Penne pasta with diced tomatoes (hot)

tortelini in mushroom (hot)

pesto bowtie pasta (cold) 

another optional cold dish- bowtie pasta with olives, yellow, red peppers topped italian dressing and parmesan cheese

another hot dish was fettucini with alfredo sauce. I would have mushrooms in this dish as well


----------



## just jim

No food is going to look good sitting in a chafing dish for 5 hours.
What you want to do is heat and refill as needed throughout the event.
Pre-cooked pasta put in a strainer and dropped into hot water, combined with sauces held on the stove in bain maries (I imagine crockpots would work too).
You alfredo will want to dry out and congeal in the chafers faster than a tomato based sauce.

All chafing dishes are created pretty equal, with exception of style.
You'll want plenty of fuel. Most common are the 2 hour gel fuel canisters, although you may be able to find 4 hour.


----------



## renique_2000

thanks. Now as far as quantity how should I configure the amount to serve? Again its for 50 people but pasta dishes will serve as sides.


----------



## ed buchanan

If it's pastas only and 5 hours figure 1 Pound for 5 people. Try to stay away from fettucinni or spaghetti it will get gummy . Use rigatonni or any wide large pasta. Try a tomato vodka sauce and rigatonni. What Jim says is right 5 hours under fire is a long time.eace:


----------



## shroomgirl

Renique,
from your profile it looks like you are not a professional caterer...
I can't remember EVER having a savory only buffet out for 5 hours. Most are set up so that appetizers come out, then dinner is 1.5ish hours.....50 is not a big number they should be able to get through it in 30 minutes and come back for seconds. Then it gets removed and there's dessert. This way your food stays in a quality safety zone (or at least there is more of a chance of that happening than 5 hours of hot food.)

Knowing how to preserve food safely is one of the big parts of being a caterer.

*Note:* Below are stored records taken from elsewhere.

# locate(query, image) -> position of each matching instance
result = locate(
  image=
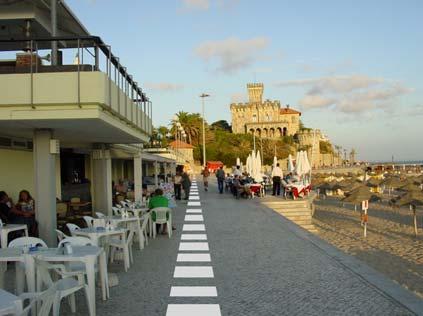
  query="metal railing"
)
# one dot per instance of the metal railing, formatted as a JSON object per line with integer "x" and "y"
{"x": 82, "y": 54}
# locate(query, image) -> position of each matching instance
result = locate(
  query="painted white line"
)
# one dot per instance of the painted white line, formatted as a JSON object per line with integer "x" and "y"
{"x": 194, "y": 246}
{"x": 193, "y": 310}
{"x": 193, "y": 227}
{"x": 193, "y": 257}
{"x": 194, "y": 218}
{"x": 193, "y": 237}
{"x": 193, "y": 272}
{"x": 194, "y": 210}
{"x": 193, "y": 291}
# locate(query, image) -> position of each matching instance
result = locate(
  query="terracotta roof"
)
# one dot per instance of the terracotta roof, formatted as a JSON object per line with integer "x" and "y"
{"x": 289, "y": 111}
{"x": 180, "y": 145}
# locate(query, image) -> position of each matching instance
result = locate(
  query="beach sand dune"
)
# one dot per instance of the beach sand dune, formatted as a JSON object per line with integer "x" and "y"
{"x": 390, "y": 247}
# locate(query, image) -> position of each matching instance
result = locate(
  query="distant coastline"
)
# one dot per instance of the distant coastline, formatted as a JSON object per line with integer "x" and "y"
{"x": 406, "y": 162}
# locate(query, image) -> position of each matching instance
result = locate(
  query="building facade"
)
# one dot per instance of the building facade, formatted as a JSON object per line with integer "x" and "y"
{"x": 264, "y": 118}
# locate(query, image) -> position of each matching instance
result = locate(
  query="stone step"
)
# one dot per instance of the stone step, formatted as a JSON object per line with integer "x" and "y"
{"x": 298, "y": 218}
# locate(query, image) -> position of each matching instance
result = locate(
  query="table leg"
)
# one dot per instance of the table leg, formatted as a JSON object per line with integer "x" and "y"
{"x": 89, "y": 268}
{"x": 4, "y": 237}
{"x": 103, "y": 275}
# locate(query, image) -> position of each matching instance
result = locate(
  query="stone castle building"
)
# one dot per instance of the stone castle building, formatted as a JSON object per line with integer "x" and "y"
{"x": 264, "y": 118}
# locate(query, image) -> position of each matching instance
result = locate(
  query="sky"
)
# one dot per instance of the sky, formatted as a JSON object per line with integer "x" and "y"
{"x": 353, "y": 68}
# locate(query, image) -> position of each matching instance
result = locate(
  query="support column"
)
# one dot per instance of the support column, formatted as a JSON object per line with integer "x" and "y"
{"x": 102, "y": 182}
{"x": 138, "y": 177}
{"x": 45, "y": 186}
{"x": 156, "y": 173}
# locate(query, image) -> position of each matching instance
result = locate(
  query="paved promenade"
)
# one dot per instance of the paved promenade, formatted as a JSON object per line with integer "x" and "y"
{"x": 248, "y": 260}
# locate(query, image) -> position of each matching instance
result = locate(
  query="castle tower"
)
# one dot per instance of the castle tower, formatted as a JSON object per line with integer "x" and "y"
{"x": 255, "y": 92}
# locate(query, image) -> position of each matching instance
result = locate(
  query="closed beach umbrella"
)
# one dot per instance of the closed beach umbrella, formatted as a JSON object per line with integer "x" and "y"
{"x": 290, "y": 164}
{"x": 307, "y": 166}
{"x": 299, "y": 164}
{"x": 412, "y": 199}
{"x": 360, "y": 194}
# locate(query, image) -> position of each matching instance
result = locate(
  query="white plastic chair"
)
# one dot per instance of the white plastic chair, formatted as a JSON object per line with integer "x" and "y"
{"x": 126, "y": 246}
{"x": 61, "y": 235}
{"x": 44, "y": 301}
{"x": 27, "y": 242}
{"x": 144, "y": 235}
{"x": 88, "y": 220}
{"x": 67, "y": 286}
{"x": 162, "y": 215}
{"x": 72, "y": 227}
{"x": 20, "y": 266}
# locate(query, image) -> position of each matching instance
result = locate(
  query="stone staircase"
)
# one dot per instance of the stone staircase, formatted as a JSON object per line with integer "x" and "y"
{"x": 298, "y": 211}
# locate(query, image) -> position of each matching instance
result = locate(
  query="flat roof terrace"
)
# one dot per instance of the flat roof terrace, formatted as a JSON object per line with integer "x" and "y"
{"x": 87, "y": 91}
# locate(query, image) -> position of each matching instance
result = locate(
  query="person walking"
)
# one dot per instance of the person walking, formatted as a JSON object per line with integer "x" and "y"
{"x": 177, "y": 185}
{"x": 277, "y": 176}
{"x": 206, "y": 174}
{"x": 186, "y": 184}
{"x": 220, "y": 175}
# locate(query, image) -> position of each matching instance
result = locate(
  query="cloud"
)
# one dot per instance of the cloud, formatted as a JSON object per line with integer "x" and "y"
{"x": 238, "y": 98}
{"x": 164, "y": 86}
{"x": 196, "y": 5}
{"x": 232, "y": 54}
{"x": 315, "y": 101}
{"x": 354, "y": 94}
{"x": 335, "y": 84}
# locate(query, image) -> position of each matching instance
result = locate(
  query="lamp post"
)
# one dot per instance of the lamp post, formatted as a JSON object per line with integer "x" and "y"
{"x": 202, "y": 96}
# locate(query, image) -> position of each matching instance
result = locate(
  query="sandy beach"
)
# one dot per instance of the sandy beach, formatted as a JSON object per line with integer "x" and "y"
{"x": 390, "y": 247}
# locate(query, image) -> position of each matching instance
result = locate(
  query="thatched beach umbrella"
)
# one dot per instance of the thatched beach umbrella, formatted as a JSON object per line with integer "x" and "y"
{"x": 413, "y": 199}
{"x": 409, "y": 187}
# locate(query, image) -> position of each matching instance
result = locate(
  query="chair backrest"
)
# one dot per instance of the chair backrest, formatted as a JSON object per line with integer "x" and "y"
{"x": 75, "y": 200}
{"x": 61, "y": 209}
{"x": 88, "y": 220}
{"x": 124, "y": 204}
{"x": 27, "y": 242}
{"x": 76, "y": 241}
{"x": 100, "y": 215}
{"x": 46, "y": 299}
{"x": 160, "y": 214}
{"x": 72, "y": 227}
{"x": 99, "y": 222}
{"x": 144, "y": 219}
{"x": 61, "y": 235}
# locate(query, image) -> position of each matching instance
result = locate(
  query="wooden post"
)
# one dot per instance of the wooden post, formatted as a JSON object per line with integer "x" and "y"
{"x": 365, "y": 218}
{"x": 413, "y": 208}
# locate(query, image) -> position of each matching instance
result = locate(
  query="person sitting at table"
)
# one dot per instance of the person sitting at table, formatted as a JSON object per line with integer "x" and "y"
{"x": 25, "y": 212}
{"x": 121, "y": 187}
{"x": 6, "y": 206}
{"x": 158, "y": 200}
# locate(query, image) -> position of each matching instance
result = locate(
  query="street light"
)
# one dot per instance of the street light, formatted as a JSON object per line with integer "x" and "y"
{"x": 202, "y": 96}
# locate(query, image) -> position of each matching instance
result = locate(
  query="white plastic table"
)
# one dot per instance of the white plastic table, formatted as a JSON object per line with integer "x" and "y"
{"x": 96, "y": 234}
{"x": 6, "y": 229}
{"x": 87, "y": 255}
{"x": 9, "y": 303}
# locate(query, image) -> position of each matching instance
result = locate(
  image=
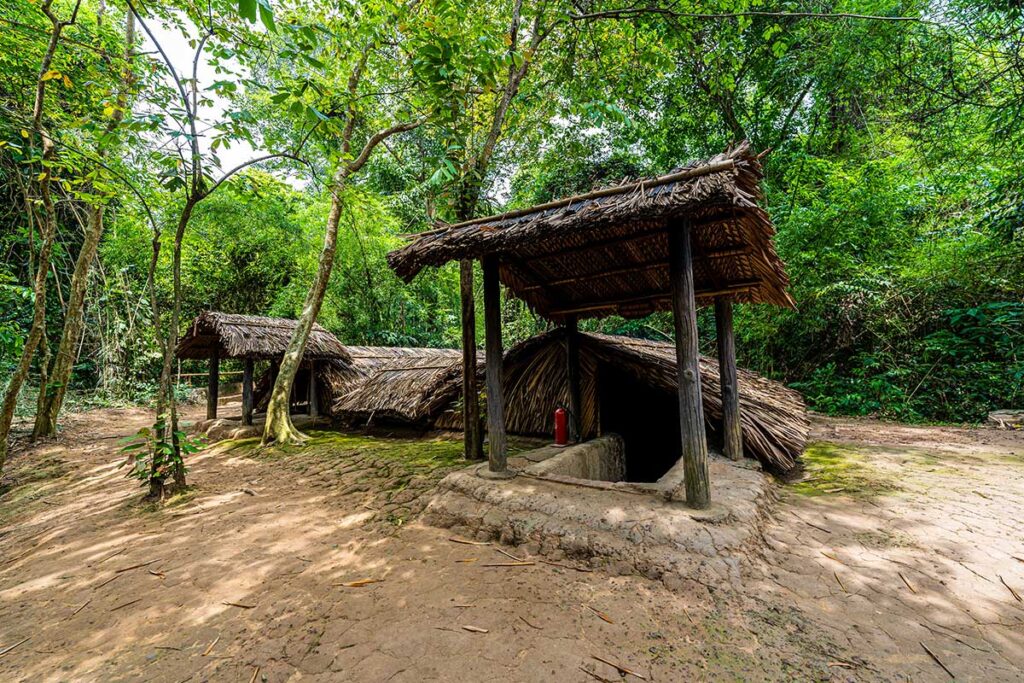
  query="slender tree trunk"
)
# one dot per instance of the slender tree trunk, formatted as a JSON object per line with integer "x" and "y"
{"x": 279, "y": 425}
{"x": 38, "y": 319}
{"x": 167, "y": 388}
{"x": 156, "y": 478}
{"x": 51, "y": 396}
{"x": 48, "y": 231}
{"x": 50, "y": 400}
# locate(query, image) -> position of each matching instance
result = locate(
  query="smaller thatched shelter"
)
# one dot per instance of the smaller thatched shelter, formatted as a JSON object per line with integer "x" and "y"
{"x": 254, "y": 337}
{"x": 406, "y": 385}
{"x": 694, "y": 237}
{"x": 334, "y": 378}
{"x": 628, "y": 386}
{"x": 214, "y": 335}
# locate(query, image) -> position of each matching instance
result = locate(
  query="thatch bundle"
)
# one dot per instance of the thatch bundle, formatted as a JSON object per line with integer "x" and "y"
{"x": 606, "y": 252}
{"x": 773, "y": 417}
{"x": 408, "y": 385}
{"x": 423, "y": 387}
{"x": 237, "y": 336}
{"x": 334, "y": 378}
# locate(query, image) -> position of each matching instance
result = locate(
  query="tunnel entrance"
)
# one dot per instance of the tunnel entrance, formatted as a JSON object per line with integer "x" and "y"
{"x": 646, "y": 418}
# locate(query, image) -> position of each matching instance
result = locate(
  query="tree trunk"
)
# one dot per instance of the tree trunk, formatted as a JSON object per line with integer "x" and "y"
{"x": 497, "y": 451}
{"x": 38, "y": 323}
{"x": 53, "y": 394}
{"x": 48, "y": 232}
{"x": 684, "y": 309}
{"x": 50, "y": 401}
{"x": 472, "y": 429}
{"x": 279, "y": 425}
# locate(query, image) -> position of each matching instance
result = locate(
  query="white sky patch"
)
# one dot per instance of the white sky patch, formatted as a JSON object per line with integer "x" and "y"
{"x": 180, "y": 53}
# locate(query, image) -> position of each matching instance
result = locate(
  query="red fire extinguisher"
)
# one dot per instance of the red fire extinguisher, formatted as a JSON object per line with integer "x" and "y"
{"x": 561, "y": 427}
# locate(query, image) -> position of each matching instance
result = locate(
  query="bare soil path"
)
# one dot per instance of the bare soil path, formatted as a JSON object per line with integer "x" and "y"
{"x": 907, "y": 543}
{"x": 245, "y": 579}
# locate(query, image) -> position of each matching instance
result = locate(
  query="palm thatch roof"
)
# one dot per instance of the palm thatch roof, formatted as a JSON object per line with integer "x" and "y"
{"x": 423, "y": 387}
{"x": 335, "y": 377}
{"x": 773, "y": 418}
{"x": 607, "y": 252}
{"x": 409, "y": 385}
{"x": 255, "y": 337}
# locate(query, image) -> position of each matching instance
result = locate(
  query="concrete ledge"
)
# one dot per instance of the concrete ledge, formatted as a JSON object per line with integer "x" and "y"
{"x": 602, "y": 459}
{"x": 621, "y": 527}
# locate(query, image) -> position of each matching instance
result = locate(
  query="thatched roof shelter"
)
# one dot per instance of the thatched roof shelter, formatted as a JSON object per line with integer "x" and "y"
{"x": 407, "y": 385}
{"x": 421, "y": 387}
{"x": 253, "y": 337}
{"x": 692, "y": 238}
{"x": 334, "y": 378}
{"x": 773, "y": 418}
{"x": 604, "y": 253}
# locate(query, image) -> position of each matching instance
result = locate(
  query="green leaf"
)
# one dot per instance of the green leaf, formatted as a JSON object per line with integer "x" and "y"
{"x": 247, "y": 9}
{"x": 266, "y": 15}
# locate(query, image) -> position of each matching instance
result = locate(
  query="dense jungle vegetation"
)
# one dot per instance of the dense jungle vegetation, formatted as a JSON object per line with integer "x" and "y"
{"x": 895, "y": 130}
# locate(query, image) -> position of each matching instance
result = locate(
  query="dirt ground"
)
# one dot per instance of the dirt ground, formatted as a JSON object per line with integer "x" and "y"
{"x": 901, "y": 539}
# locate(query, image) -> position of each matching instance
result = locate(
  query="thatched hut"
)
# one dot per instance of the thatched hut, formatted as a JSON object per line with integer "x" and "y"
{"x": 404, "y": 385}
{"x": 693, "y": 237}
{"x": 628, "y": 387}
{"x": 327, "y": 367}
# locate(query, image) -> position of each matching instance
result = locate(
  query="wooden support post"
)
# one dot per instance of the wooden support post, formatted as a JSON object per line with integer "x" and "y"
{"x": 212, "y": 385}
{"x": 691, "y": 426}
{"x": 732, "y": 438}
{"x": 496, "y": 394}
{"x": 572, "y": 375}
{"x": 313, "y": 399}
{"x": 274, "y": 371}
{"x": 247, "y": 392}
{"x": 472, "y": 429}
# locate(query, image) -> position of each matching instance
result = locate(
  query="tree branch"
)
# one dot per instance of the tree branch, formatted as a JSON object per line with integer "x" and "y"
{"x": 635, "y": 12}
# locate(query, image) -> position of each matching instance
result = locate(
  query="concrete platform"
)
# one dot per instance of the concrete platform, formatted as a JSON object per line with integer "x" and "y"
{"x": 220, "y": 429}
{"x": 620, "y": 526}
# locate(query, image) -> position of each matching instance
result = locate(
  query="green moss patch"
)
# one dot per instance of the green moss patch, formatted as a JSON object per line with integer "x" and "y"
{"x": 847, "y": 470}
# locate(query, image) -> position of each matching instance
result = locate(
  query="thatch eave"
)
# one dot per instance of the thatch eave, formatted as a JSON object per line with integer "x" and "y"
{"x": 253, "y": 337}
{"x": 606, "y": 253}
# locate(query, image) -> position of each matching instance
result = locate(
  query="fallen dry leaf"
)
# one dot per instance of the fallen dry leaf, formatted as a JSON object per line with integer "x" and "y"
{"x": 360, "y": 583}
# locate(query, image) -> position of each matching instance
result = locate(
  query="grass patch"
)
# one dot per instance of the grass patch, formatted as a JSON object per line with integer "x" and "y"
{"x": 842, "y": 469}
{"x": 418, "y": 454}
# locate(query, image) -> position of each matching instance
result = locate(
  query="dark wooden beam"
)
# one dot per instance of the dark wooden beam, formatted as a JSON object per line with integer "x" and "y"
{"x": 656, "y": 228}
{"x": 212, "y": 385}
{"x": 691, "y": 427}
{"x": 732, "y": 438}
{"x": 496, "y": 390}
{"x": 655, "y": 298}
{"x": 472, "y": 429}
{"x": 572, "y": 374}
{"x": 637, "y": 267}
{"x": 247, "y": 392}
{"x": 313, "y": 398}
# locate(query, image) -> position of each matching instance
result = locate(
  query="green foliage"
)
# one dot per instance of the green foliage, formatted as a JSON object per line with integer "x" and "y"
{"x": 151, "y": 453}
{"x": 893, "y": 177}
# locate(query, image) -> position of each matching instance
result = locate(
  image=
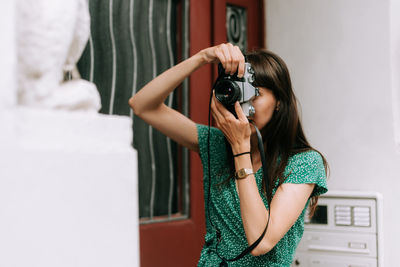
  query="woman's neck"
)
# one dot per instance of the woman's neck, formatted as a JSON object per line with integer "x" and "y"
{"x": 255, "y": 153}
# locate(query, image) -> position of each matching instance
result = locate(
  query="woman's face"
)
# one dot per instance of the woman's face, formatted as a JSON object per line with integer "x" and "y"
{"x": 265, "y": 105}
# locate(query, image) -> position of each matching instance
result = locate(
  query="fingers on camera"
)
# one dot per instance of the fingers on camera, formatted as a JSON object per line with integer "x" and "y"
{"x": 232, "y": 59}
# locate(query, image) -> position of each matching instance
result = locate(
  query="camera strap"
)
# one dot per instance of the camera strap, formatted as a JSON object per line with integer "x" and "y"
{"x": 225, "y": 261}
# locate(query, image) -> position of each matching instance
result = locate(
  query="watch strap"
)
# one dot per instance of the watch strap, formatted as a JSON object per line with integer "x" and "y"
{"x": 243, "y": 173}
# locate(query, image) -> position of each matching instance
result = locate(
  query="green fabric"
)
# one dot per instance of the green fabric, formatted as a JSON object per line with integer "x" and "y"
{"x": 306, "y": 167}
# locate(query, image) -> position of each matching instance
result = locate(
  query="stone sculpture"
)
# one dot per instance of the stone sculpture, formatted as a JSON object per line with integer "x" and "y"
{"x": 51, "y": 36}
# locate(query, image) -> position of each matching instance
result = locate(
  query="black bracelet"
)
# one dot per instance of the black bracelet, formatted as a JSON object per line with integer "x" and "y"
{"x": 237, "y": 155}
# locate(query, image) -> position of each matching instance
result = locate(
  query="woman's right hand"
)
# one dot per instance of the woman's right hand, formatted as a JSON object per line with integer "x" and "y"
{"x": 229, "y": 55}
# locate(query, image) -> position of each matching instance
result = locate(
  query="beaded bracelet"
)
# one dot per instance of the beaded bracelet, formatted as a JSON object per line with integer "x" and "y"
{"x": 237, "y": 155}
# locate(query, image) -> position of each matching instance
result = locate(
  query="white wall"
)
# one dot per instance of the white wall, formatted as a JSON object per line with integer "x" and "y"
{"x": 68, "y": 180}
{"x": 341, "y": 56}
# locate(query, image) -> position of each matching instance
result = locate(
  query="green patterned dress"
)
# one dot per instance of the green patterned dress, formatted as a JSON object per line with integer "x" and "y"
{"x": 306, "y": 167}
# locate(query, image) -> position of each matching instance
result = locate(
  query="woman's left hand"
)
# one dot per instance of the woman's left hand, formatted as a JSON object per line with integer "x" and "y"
{"x": 237, "y": 131}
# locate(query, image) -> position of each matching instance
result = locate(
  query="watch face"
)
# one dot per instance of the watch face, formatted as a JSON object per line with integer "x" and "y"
{"x": 241, "y": 173}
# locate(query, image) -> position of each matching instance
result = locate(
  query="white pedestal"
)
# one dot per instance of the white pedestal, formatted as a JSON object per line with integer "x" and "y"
{"x": 68, "y": 190}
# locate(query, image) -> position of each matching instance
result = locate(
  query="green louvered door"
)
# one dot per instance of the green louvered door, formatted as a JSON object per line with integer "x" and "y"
{"x": 131, "y": 42}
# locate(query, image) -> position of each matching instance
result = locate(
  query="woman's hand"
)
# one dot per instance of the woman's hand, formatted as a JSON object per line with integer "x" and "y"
{"x": 237, "y": 131}
{"x": 230, "y": 57}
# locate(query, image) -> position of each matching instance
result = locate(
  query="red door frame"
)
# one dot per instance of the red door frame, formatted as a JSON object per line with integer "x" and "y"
{"x": 178, "y": 243}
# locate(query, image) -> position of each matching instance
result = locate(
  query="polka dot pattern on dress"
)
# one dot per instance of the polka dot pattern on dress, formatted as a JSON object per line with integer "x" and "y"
{"x": 224, "y": 206}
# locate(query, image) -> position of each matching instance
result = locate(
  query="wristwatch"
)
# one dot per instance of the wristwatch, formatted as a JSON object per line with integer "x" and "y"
{"x": 243, "y": 173}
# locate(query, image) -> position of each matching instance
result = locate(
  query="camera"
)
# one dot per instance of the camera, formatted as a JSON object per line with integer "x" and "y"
{"x": 230, "y": 88}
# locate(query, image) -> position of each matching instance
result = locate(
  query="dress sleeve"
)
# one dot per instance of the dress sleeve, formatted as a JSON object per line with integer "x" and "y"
{"x": 307, "y": 168}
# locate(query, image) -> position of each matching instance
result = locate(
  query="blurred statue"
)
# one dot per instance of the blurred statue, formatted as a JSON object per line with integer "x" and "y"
{"x": 51, "y": 36}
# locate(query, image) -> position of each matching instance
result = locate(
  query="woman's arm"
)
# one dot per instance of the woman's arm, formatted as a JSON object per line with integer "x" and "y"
{"x": 149, "y": 105}
{"x": 288, "y": 201}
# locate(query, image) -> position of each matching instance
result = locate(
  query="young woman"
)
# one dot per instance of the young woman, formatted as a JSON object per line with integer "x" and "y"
{"x": 239, "y": 207}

That's why people hire us. Thanks for you questions, welcome to Cheftalk.


----------



## renique_2000

shroomgirl,

Thanks for responding. Obviously I am not claiming to be a professional chef, hence my profile. I was looking for advice, from professionals, not smart #@#comments from non-professionals. In the future you should try to stick to the topic at hand when commenting and leave your smart comments to yourself i.e. "that's why they hire us". Thanks again.


----------



## just jim

renique,

Easy.
The one difficulty I see with the boards is newcomers wanting to get opinions from professionals, and the natural inclination is to pose their question in the professional section, even though the rules are clearly listed.
I'll admit that I would probably do the same.
Some here are somewhat hard-nosed about the policy, others not so much.
Being hard nosed isn't a put down, rules are rules.
Moderators especially will bring this up when noted, it's their responsibility.

You may have received the same help in the non-professional section just as readily, but maybe not, as some pro's don't post much in that section.

shroom did include useful information for you.

Ease up a bit, the holidays are going to be stressful enough.
Good luck to you on your project.


----------



## shroomgirl

Renique, 
as moderator I could have moved your post but chose not to.....this forum is for professionals.....you wanted our input you got it. 5 hours of hot food has got safety issues all over it. 

"Professional Catering Forum Professional caterers can share their experiences and ideas here."


----------



## just jim

5 hours at the proper temperature isn't that big of a safety issue, more of a quality issue.
But, keeping in mind that renique isn't a pro, very possible that the proper temperature will not be maintained.


----------



## petemccracken

IMHO, there are two questions: food safety and edibility.

There is the additional question of "non-pofessonals" posting in the "professionals only forums".

Food safety wise, at least in Tulare county, California, as long as you keep the food temperature above 135°F, you've met the food safety requirement.

Whether it will be "edibale" is an entirely separate question. IMHO, that is a lost cause.


----------